Ryanair..for smart people only ;)

Non è così ovvio volare. E forse non lo è mai stato…lo sanno bene i fratelloni Wright. Ma con Ryanair, al giorno d’oggi lo è ancora di più. Come sapete, mi sono recato a Londra la settimana scorsa…il solito volo super cheap Rimini – Londra che, nel finale, non risulta essere così economico per tutti…per una serie di motivi che vado a elencare in modo da non farvi anche voi ricadere in una delle situazioni che ho visto con i miei occhi in questi anni di traghettamenti europei:

  1. Non è poi così superconveniente come un tempo: chi come me ha provato Ryanair agli albori, si sarà accorto che oggi come oggi i voli superstracciati si trovano ancora ma sono senza dubbio più rari. Le tasse non te le cavano quasi mai e nei weekend tutto si alza anche a distanza di mesi. Da rivedere…
  2. Sai l’inglese?: se la riposta è NO avrai dei problemi dal punto di vista logistico (tutte le informazioni, via email o via voce, ti arrivano in anglosassone). Munirsi di vocabolario e tanta buona volontà (oltre che pazienza…)
  3. Check in on line tutta la vita: regola recente è quella di fare il check in su internet. In cosa consiste: praticamente si aspetta una email di conferma del proprio volo dal sito Ryanair, con tutti gli estremi/codici della prenotazione; con tali numeri si accede alla fase di check in e si immettono i dati del documento che si intende portare con se all’aeroporto.
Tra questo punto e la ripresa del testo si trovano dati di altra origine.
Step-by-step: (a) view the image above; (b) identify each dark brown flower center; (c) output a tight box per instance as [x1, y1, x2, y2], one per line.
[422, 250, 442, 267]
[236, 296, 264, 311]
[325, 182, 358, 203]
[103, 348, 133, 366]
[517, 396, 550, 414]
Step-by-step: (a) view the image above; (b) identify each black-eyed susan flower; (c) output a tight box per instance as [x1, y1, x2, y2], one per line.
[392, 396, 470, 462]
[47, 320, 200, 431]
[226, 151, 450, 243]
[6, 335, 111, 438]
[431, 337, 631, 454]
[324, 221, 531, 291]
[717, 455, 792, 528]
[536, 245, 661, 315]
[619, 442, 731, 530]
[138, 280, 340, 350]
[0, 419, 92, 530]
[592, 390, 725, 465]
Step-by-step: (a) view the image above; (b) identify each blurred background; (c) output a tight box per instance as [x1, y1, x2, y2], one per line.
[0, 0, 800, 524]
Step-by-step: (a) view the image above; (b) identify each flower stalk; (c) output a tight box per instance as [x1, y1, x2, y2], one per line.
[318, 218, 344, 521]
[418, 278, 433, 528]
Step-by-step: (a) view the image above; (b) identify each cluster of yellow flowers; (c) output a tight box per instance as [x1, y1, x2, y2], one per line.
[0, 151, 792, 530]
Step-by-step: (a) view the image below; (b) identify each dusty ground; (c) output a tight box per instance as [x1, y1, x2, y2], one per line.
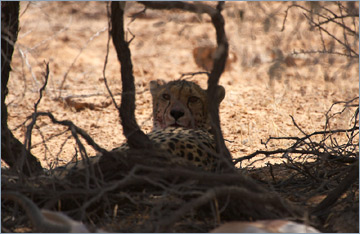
[6, 2, 359, 170]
MI RACCOMANDO…non sbagliate cifre o numeri o entrambi..e nemmeno riportare tipo la carta d’identità e portarsi dietro il passaporto…non c’è scusa che tenga con le tipe al banco, sembra averle addestrate il sergente Hartman. Lo scotto: qualche decina di euro e passa la paura.
  4. Imbarco a priorità? No Grazie!: ma che motivo c’è se non sei una famiglia con 5 figli o una comitiva di siamesi? Prima di tutto a Rimini e Bologna (come in tanti aeroporti) ti fanno imbarcare per primo ma poi devi aspettare, rispettivamente, che si apra il portellone dell’hangar a bordo pista o che arrivi l’autobus per il trasferimento in pista. Naturalmente a quel punto il tuo vantaggio si è già tutto mangiato nell’attesa di uno dei due eventi sopracitati…per capirci..un pò come quando arriva la safety car in Formula 1 quando sei in fuga!
  5. Polizza assicurazione e puttanate varie..no dai: mai fatte perchè sempre nelle mani del destino, ma non so se ne valga la pena in una compagnia dove poi l’unico ufficio che ti risponde con verso è quello di Dublino (ritorna la criticità di prima…vedi punto 2).
  6. Dimmi dove ti siedi e ti dico chi sei: incredibile quando salgo quasi per ultimo e mi vedo ancora liberi i posti vicino alle uscite di sicurezza centrali. Larghi, lunghi…confortevoli..gli unici (a parte l’ultimo vicino al finestrino). Una pazzia a mio parere non approfittare di quelli se state scannandovi su per le scalette o avete usufruito di un proficuo imbarco veloce (o priority pass…vedi punto 4). Ah ricordate che per stare in quei posti…bisogna sapere l’inglese (criticità al punto 2) altrimenti vi cacciano..a meno che non siate dei buoni attori.
  7. I kili contano: allora..aprite le orecchie…15 kg per i bagagli da imbarcare e 10 kg per il bagaglio a mano. E non fate i soliti italiani furbetti che a casa pesano la valigia e vogliono poi convincere, sia se stessi che la bilancia, che quel 17 visualizzato vuol dire 14.5! E vi dico di più: a Stansted hanno incominciato a controllare anche il peso dei bagagli a mano..oltre alla loro forma. Occhio!
  8. Ma quanto cazzo mangiate?: come si fa, appena dopo 10 minuti dalla partenza, ad avere una fame bestia ed acquistare un panino pre-fatto e pre-riscaldato sull’aereo alla cifra di 7/8 € invece che qualcosa di più salutare o sicuramente più fresco al bar del duty free ad appena 3 metri dal gate d’ingresso? Mah…sempre stato un gran mistero…un pò come quello della gente che allo stadio va al bagno proprio quando inizia la partita.
  9. Gratta e vinci a bordo…dai su non mi fate ridere: non mi esprimo nemmeno…ma pensate a qual è la possibilità di vincere un grosso premio con un biglietto comprato su un aeroplano che fa dell’economicità la sua ragione di vita.

Va beh..forse mi sono dimenticato qualcosa..e se mi viene in mente lo aggiungo prossimamente..oppure segnalatemelo voi con i commenti…

…l’importante è che sia stato un minimo d’aiuto!